C'est ici que les repas étaient préparés et consommés. La famille y passe aussi ses heures de loisir. Remarquez la boîte à sel sur le mur en dessous de la lanterne. Le sel était un bien de première nécessité. Étant donné que la colonie n'en produisait pas, il devait être importé de France; ce qui en rendait le prix élevé. L'ameublement de cette pièce a sans doute été fabriqué localement, y compris le tapis de catalogne qui recouvre le plancher. La profondeur du chassis de la fenêtre révèle l'épaisseur des murs de pierre. Les colons canadiens étaient des hommes à tout faire, chaque ferme étant presque une entité économique auto-suffisante. Ces maisons rurales se comparent très favorablement avec les masures des paysans d'Europe. Les visiteurs venant de France faisaient souvent remarquer que ces simples fermiers vivaient aussi bien que nombre de hobereaux de l'aristocratie terrienne de la mère patrie.

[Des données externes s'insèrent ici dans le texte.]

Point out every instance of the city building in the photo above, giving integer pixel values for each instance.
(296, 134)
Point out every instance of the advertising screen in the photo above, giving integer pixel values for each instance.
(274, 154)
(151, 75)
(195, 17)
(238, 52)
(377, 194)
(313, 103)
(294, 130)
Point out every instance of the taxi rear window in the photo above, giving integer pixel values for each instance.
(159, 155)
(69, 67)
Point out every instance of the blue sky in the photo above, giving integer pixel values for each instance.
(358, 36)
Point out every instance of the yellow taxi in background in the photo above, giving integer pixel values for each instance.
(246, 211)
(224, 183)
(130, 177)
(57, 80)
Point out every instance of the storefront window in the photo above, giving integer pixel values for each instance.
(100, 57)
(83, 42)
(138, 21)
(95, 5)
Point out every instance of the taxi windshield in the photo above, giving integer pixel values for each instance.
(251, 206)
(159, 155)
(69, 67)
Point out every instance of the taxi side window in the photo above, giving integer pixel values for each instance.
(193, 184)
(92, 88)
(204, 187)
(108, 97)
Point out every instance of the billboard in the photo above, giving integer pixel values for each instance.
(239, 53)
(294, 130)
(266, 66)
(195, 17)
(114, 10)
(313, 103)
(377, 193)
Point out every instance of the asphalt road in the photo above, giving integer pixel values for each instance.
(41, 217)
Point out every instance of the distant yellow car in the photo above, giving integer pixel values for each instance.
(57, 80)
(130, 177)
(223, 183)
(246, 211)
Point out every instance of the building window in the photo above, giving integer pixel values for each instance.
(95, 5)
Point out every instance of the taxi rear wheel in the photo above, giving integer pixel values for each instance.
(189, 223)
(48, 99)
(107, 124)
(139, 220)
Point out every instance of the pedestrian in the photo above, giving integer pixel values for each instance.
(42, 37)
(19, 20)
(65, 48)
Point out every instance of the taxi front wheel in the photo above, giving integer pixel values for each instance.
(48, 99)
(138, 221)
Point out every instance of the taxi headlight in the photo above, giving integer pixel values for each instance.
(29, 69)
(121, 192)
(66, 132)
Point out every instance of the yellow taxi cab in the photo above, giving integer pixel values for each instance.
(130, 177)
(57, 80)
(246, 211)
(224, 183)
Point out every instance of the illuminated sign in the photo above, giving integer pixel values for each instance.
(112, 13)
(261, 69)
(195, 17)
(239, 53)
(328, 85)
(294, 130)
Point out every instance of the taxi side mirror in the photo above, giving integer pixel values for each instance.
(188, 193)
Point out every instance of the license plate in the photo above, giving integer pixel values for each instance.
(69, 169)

Chaque demeure possédait son rouet. Aux premiers temps de la colonie, les colons devaient importer de France la plus grande part de leurs vêtements, mais vers la fin du XVIIe siècle, ils faisaient presque tout eux-mêmes, tissant de la toile avec du lin et se servant du chanvre pour obtenir une étoffe plus grossière. Ils élevaient des moutons pour disposer de laine: celle-ci était filée pour faire différents types de tissus grossiers, mais durables. Les racines, les fruits et les coquilles de noix fournissaient des teintures naturelles. Au XVIIIe siècle, Madame de Repentigny, femme de seigneur, pouvait se vanter d'être vêtue des pieds à la tête de vêtements provenant d'une fabrique du pays. Cependant, la haute société portait des vêtements plus élégants qui étaient importés de France, et elle tenait à suivre la dernière mode de Paris et de Versailles.